Louisville… Philadelphia… Dallas… the list of US symphony orchestras that are gathering on the precipice of bankruptcy grows longer by the week.
Could Pittsburgh be next? Its president and chief executive, Lawrence Tamburri, walked out of a trustees’ meeting on Monday, saying it was ‘a good time for me to leave’. Right now. Without delay or explanation. That usually means trouble in store.
Tamburri, who had been in charge for seven years, was responsible for hiring the well-liked music director Manfred Honeck and for putting in place an economy plan to stop the constant drain of deficits – $2 million in each of the last two seasons. Honeck, a former Vienna Philharmonic player, told me this summer that as soon as he heard the musicians were being asked to take a pay cut he volunteered the same reduction in his own salary. And when one of his principal players was being lured to Los Angeles, he made damn sure that Pittsburgh matched the deal.
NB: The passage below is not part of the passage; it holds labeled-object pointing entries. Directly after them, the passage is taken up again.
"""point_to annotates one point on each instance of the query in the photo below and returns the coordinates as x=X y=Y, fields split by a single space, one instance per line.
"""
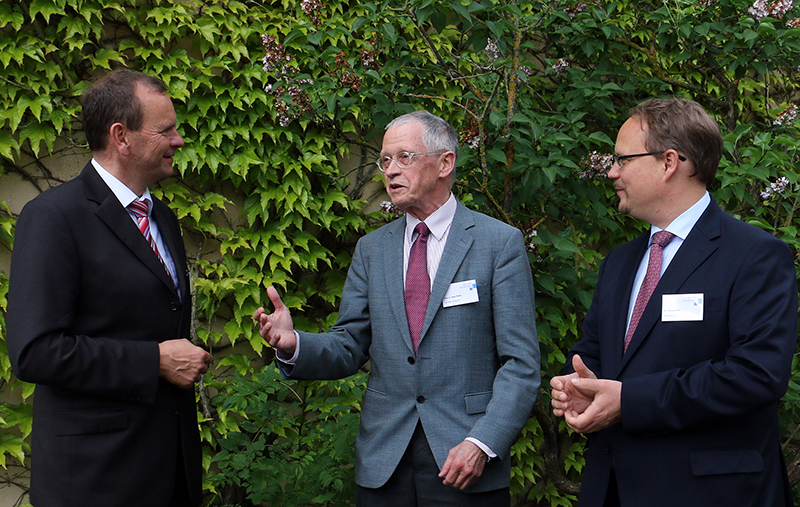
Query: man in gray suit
x=441 y=303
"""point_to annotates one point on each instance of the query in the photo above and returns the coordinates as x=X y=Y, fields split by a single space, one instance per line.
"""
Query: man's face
x=153 y=145
x=638 y=181
x=418 y=188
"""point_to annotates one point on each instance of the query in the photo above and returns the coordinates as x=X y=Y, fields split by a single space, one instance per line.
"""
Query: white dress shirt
x=680 y=227
x=126 y=196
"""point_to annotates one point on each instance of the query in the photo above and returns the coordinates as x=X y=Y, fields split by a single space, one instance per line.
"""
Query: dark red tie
x=140 y=209
x=418 y=284
x=660 y=240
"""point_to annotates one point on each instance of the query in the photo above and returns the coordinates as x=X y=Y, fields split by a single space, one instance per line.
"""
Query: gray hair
x=437 y=134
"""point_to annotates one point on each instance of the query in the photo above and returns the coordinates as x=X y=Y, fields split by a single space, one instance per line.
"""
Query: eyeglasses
x=619 y=159
x=402 y=159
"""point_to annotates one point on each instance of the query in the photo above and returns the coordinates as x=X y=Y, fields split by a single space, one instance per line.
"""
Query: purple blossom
x=787 y=115
x=597 y=166
x=776 y=9
x=775 y=188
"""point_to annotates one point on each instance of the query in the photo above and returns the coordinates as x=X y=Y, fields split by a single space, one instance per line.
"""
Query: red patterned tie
x=660 y=240
x=418 y=284
x=140 y=209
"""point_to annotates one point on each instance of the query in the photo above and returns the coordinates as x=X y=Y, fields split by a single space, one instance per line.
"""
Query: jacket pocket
x=726 y=461
x=476 y=402
x=90 y=420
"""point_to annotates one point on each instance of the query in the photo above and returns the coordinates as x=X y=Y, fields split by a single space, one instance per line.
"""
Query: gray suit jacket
x=476 y=372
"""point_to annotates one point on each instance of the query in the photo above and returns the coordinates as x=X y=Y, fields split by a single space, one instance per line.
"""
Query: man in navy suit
x=679 y=392
x=99 y=309
x=446 y=396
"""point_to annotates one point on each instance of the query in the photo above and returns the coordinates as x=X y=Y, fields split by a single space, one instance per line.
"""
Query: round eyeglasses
x=402 y=159
x=619 y=159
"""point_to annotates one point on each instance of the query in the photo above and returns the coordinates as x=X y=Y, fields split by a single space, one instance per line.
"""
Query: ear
x=671 y=163
x=118 y=138
x=448 y=164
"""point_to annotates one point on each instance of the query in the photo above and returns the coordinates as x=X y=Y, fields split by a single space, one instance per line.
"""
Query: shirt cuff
x=284 y=358
x=482 y=447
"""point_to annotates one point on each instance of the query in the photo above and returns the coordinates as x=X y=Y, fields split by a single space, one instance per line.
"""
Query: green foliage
x=537 y=91
x=295 y=444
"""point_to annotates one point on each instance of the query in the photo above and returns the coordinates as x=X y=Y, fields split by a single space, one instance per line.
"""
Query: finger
x=580 y=367
x=275 y=298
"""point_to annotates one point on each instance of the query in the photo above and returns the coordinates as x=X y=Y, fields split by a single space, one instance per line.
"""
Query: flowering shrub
x=272 y=98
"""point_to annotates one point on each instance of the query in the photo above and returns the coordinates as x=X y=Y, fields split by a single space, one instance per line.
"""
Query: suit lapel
x=393 y=268
x=111 y=212
x=694 y=251
x=458 y=243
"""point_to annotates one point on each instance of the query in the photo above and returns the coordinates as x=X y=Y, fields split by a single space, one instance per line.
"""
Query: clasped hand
x=588 y=404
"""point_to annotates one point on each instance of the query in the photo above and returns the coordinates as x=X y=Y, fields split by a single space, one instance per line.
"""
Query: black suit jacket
x=699 y=399
x=88 y=303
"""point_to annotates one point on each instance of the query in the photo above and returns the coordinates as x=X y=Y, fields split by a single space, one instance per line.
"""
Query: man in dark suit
x=98 y=316
x=679 y=391
x=441 y=303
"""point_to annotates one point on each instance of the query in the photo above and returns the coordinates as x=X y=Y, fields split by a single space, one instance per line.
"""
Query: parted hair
x=437 y=134
x=682 y=125
x=112 y=99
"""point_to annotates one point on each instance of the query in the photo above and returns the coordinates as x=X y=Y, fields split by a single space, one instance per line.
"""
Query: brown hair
x=111 y=100
x=682 y=125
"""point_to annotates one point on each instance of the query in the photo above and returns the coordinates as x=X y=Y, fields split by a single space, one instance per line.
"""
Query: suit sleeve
x=344 y=348
x=754 y=372
x=518 y=379
x=42 y=306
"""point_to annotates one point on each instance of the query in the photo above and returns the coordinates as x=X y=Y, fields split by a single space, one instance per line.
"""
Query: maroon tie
x=140 y=209
x=660 y=240
x=418 y=284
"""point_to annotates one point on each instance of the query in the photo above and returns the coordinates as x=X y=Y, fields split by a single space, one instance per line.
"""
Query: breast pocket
x=476 y=403
x=90 y=421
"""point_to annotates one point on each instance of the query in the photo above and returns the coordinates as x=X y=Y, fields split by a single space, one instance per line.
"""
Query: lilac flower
x=787 y=115
x=597 y=166
x=560 y=67
x=762 y=9
x=776 y=187
x=492 y=50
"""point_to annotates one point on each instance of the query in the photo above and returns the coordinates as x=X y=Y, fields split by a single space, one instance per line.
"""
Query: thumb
x=591 y=385
x=581 y=369
x=275 y=298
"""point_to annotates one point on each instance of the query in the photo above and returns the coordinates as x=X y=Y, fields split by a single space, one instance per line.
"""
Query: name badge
x=461 y=293
x=681 y=307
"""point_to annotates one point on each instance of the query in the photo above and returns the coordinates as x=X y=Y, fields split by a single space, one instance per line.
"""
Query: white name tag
x=461 y=293
x=681 y=307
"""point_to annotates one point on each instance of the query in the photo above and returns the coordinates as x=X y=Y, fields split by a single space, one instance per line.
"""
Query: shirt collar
x=682 y=226
x=438 y=222
x=124 y=194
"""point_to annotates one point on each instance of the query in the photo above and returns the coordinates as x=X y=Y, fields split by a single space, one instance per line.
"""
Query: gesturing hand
x=277 y=327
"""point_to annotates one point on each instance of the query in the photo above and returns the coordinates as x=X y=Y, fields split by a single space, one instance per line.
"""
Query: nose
x=177 y=140
x=391 y=169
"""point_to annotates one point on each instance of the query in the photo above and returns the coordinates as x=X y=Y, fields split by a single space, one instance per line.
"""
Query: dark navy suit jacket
x=88 y=304
x=699 y=398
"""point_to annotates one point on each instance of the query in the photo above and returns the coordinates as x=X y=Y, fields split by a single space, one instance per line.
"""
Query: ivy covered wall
x=281 y=104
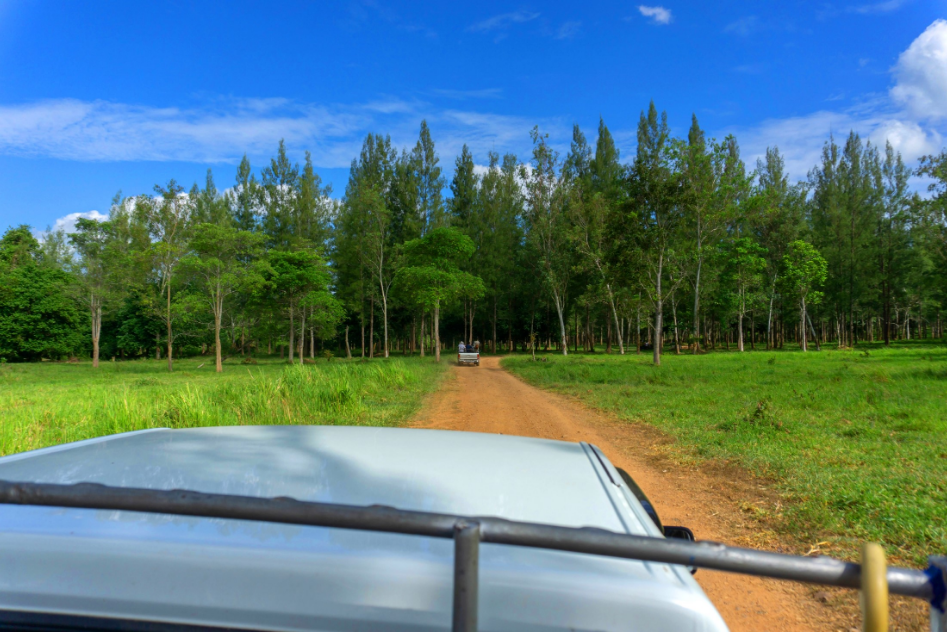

That kind of leadership is rare in US orchestras and, from what I can tell after several phone conversations, the mood in Heinz Hall remains both artistically and organisationally upbeat. Jim Wilkinson, who stepped into Tamburri’s shoes, is a vice-chairman of the board and a steady hand on the tiller. Financially, there is no immediate pressure.
So, why did the prez quit? No-one seems quite sure. Tamburri is a private man with a strong family life. It may just be that he assessed his priorities and decided that now, when there is no crisis and the plan seems to be working, was ‘a good time’ for him to leave. It sometimes happens that way.